Pourquoi ne peut-il en être qu’ainsi dans l’Eglise ? La réponse nous vient encore de Jésus : le Fils de l’homme n’est pas venu pour être servi, mais pour servir, et donner sa vie en rançon pour la multitude. La raison à cet impératif de service n’est pas pratique ; elle n’en est pas davantage technique. Elle est théologique : Dieu agit ainsi avec nous en son Fils Jésus. Si Dieu lui-même sert l’homme au point d’offrir sa vie pour lui, comment l’homme, qui n’est pas Dieu, pourrait-il ne pas servir l’humanité ? Il est impossible de se réclamer du Serviteur parfait sans se faire serviteur à notre tour. Il aurait dû être impossible d’abuser qui que ce soit en se présentant comme serviteur du Christ Jésus. Mais peut-être avaient-ils mal compris la notion de service jusqu’au don de sa propre vie, ceux qui ont sacrifié la vie d’innocents !

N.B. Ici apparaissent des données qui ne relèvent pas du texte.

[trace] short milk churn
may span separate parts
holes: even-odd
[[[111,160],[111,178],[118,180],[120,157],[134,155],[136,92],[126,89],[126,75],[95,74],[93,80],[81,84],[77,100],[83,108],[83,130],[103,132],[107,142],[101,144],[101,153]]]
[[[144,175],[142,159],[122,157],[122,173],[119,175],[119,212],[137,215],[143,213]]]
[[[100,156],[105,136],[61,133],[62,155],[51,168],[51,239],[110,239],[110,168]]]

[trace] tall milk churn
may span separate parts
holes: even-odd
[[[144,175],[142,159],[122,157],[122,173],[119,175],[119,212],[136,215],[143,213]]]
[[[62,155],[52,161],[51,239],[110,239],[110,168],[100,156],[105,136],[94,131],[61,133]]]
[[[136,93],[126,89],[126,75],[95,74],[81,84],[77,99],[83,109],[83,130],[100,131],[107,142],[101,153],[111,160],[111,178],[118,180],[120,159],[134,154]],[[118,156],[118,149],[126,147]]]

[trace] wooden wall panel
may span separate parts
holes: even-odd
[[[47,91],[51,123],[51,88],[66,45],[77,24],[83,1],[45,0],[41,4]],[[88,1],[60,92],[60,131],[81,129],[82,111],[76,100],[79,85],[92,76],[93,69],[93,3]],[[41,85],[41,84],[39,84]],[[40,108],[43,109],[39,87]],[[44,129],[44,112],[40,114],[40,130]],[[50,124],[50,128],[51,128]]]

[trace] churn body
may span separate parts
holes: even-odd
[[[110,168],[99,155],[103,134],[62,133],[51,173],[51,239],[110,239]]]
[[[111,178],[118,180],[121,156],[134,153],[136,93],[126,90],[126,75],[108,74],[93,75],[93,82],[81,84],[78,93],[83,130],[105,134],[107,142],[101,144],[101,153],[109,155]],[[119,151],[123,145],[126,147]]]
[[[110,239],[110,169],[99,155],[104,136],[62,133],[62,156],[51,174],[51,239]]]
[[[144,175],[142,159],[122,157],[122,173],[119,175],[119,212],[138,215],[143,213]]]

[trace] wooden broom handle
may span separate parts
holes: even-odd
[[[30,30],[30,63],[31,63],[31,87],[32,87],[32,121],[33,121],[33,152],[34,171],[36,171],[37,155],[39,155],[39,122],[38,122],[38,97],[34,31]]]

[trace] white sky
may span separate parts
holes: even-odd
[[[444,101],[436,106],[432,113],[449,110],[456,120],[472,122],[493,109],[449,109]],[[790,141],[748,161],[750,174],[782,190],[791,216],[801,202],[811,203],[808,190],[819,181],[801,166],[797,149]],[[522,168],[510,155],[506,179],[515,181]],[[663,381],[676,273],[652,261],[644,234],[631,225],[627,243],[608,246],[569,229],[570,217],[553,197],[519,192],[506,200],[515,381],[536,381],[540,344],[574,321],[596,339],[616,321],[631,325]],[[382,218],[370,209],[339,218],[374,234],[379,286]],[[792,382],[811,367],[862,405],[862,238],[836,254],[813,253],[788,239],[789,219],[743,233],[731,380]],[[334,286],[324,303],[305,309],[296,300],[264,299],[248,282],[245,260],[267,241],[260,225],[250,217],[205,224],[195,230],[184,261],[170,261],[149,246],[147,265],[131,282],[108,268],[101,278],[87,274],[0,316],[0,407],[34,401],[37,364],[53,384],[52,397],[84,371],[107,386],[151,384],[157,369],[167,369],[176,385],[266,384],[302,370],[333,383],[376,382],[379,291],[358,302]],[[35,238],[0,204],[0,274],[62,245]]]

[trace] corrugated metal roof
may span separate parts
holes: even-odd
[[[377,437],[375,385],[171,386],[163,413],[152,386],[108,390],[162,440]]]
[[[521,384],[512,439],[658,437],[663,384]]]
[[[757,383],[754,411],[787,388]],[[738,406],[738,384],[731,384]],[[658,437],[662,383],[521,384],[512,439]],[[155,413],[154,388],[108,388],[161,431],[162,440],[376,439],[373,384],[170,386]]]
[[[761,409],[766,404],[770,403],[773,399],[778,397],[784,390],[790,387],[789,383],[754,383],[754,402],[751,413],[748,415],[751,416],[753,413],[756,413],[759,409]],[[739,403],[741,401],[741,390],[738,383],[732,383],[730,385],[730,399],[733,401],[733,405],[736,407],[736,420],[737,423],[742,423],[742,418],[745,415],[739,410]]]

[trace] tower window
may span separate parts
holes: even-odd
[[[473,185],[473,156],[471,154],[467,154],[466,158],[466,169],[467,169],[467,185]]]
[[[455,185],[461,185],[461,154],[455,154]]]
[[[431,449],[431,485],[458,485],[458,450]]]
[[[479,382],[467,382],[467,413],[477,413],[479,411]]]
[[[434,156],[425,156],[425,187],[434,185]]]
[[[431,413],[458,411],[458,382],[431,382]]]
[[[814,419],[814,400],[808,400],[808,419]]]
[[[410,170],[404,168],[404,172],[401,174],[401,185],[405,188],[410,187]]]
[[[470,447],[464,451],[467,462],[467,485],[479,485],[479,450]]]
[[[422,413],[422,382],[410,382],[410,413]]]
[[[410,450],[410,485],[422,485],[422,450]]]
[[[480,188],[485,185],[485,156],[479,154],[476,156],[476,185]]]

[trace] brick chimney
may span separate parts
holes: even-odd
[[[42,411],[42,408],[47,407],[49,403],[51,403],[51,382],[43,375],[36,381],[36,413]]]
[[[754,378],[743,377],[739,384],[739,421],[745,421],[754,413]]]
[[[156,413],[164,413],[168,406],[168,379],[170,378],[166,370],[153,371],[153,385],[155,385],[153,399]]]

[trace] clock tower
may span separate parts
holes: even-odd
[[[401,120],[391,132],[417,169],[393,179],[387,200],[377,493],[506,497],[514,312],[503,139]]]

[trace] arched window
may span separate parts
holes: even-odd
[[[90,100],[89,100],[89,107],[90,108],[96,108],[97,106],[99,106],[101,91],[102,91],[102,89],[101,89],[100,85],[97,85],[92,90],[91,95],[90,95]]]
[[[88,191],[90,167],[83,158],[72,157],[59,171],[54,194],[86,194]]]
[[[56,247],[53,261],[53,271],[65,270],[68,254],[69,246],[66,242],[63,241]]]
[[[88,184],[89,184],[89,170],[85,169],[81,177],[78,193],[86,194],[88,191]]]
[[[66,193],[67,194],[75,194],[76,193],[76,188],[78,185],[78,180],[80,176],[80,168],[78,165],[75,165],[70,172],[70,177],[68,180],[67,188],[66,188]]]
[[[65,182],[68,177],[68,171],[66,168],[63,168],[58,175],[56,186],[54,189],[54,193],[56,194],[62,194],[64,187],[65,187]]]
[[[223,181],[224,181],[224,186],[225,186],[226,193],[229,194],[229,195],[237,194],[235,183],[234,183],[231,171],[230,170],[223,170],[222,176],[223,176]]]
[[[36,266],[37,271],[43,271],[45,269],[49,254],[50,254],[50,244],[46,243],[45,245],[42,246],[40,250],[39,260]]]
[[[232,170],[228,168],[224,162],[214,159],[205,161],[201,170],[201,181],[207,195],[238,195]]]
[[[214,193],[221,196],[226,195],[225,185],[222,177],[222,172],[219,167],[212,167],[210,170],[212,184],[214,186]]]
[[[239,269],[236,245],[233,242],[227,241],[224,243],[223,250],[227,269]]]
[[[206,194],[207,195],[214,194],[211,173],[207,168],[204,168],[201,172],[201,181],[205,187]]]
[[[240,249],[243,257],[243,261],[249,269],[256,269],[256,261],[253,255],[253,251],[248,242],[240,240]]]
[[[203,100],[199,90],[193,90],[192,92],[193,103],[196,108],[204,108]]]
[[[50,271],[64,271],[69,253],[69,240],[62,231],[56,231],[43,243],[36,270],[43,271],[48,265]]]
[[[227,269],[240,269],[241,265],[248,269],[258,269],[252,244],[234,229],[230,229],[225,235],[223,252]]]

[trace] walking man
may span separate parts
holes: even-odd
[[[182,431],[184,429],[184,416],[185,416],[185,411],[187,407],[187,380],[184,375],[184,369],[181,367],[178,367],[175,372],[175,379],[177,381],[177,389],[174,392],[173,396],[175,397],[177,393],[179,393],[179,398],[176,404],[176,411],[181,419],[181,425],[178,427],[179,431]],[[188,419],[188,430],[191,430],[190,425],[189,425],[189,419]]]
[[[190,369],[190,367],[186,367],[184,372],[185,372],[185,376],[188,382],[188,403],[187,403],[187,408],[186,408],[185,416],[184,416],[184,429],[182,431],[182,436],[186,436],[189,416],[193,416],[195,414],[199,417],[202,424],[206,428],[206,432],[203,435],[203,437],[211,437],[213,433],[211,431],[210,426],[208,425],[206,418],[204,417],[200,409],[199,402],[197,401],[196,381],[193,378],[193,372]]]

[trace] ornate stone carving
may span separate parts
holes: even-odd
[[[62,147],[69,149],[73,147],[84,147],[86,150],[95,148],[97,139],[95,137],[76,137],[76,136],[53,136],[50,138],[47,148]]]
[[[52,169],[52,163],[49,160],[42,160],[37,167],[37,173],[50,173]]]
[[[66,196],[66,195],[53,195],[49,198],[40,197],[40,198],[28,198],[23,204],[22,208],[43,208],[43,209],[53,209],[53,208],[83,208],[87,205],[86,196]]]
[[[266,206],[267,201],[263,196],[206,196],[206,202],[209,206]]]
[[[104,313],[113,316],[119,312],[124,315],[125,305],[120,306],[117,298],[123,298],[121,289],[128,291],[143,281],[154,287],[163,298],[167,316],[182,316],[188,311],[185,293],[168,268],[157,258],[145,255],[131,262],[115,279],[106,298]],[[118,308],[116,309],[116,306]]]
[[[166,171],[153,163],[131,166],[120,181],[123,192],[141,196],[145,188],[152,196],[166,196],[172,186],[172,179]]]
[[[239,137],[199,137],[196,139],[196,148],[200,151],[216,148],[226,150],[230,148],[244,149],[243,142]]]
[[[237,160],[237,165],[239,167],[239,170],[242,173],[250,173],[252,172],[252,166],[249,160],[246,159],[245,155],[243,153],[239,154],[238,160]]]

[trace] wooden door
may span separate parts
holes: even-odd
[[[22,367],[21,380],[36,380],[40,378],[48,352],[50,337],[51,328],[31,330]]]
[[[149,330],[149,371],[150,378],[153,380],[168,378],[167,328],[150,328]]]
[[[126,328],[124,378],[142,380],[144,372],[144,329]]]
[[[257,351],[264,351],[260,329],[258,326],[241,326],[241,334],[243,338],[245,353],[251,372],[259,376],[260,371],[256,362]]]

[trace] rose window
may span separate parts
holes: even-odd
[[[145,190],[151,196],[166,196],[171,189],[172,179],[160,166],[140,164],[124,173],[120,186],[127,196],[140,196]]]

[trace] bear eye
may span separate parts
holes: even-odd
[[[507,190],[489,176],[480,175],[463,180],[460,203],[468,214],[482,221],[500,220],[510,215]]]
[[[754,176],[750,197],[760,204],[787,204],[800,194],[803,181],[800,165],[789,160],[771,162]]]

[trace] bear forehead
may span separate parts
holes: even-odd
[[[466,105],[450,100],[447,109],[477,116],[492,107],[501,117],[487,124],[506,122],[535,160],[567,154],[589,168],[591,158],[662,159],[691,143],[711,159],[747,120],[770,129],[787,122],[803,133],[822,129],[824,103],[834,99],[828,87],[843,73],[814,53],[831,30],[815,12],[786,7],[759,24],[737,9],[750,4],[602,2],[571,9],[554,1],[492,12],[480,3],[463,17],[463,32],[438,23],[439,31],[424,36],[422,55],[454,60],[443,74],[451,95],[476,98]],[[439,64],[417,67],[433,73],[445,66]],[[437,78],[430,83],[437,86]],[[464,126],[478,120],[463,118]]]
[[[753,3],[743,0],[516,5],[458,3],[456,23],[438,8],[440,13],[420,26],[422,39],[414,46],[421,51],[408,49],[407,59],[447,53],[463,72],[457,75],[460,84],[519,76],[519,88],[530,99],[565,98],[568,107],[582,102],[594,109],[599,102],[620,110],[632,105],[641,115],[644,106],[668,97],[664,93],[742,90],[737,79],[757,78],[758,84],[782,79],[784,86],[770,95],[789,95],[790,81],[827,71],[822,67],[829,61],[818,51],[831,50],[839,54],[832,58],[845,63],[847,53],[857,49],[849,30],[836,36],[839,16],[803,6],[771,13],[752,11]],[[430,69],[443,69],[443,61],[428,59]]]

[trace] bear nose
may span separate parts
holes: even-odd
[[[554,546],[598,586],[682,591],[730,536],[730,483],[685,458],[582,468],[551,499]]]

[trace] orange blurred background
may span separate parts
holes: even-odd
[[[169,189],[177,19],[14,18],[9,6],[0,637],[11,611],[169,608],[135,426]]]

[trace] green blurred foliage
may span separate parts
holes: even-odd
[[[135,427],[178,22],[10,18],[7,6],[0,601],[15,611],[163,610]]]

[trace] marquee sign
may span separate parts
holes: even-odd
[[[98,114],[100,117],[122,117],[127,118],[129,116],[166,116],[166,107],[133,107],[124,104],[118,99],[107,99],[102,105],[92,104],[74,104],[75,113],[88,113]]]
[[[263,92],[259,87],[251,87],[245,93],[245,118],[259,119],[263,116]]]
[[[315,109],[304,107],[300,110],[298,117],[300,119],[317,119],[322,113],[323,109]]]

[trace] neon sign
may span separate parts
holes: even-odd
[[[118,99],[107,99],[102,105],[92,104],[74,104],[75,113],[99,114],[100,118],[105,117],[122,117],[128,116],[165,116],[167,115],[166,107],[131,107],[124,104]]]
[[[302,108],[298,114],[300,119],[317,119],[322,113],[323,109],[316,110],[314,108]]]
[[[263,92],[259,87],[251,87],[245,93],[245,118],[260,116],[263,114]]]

Ils avaient tout pour bien
comprendre, et pourtant certains se sont fourvoyés, entrainant l’Eglise tout
entière sur la pente glissante du déni et de l’irrespect du plus petit. Nous avons
tout aujourd’hui, et bien plus encore qu’auparavant, puisque nous avons la
connaissance de l’innommable. Qu’allons-nous faire ? Allons-nous nous
réfugier derrière un « ce n’est pas moi, ce sont les autres » ? Derrière
un « Oui, mais ça, c’était avant » ? ou encore derrière un « Oui,
bon, mais ailleurs ça s’est fait aussi, et en pire » ? Ou bien
allons-nous ensemble retravailler cette théologie du service qui doit être
notre ligne de conduite et notre fierté ? Baptisés, quelle que soit notre
place dans l’Eglise, nous avons comme vocation première celle d’être serviteur
du Christ et de nos frères. Si nous désirons être saints, il ne nous faut rien
de plus que de désirer et d’être vraiment serviteurs de tous, pour un monde
meilleur, pour une Eglise toujours plus sûre. Amen.